Madell J R, Sculerati N
New York (NY) League for the Hard of Hearing, University School of Medicine, NY.
Arch Otolaryngol Head Neck Surg. 1991 Mar;117(3):332-5. doi: 10.1001/archotol.1991.01870150100015.
Younger siblings of children with sensorineural hearing loss of possible hereditary cause underwent interval audiologic examination. Seven siblings (in unrelated families) were found to have progressive sensorineural hearing loss despite early audiograms documenting normal hearing levels for age. Continued testing of these children allowed for early identification and intervention. We advocate regular otolaryngologic and audiologic follow-up even after normal audiologic assessments are made for younger siblings of children with documented sensorineural hearing loss, unless a definite nongenetic origin of the hearing loss in the older child is known.
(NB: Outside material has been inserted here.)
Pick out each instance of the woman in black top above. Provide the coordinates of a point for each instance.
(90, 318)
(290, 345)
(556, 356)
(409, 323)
Recessive sensorineural hearing loss with onset in infancy or childhood may present with no antecedent family history and with normal behavioral audiograms early in life.
可能由遗传因素导致感音神经性听力损失的儿童的弟弟妹妹们接受了定期听力检查。发现7名(来自不同家庭的)弟弟妹妹患有进行性感音神经性听力损失,尽管早期听力图显示其听力水平在同龄人中属正常。对这些儿童持续进行检测有助于早期识别和干预。我们主张,即使对已确诊有感音神经性听力损失的儿童的弟弟妹妹进行听力评估结果正常后,也应定期进行耳鼻喉科和听力方面的随访,除非已知年龄较大儿童的听力损失有明确的非遗传病因。婴儿期或儿童期起病的隐性感音神经性听力损失可能没有家族病史,且早期行为听力图正常。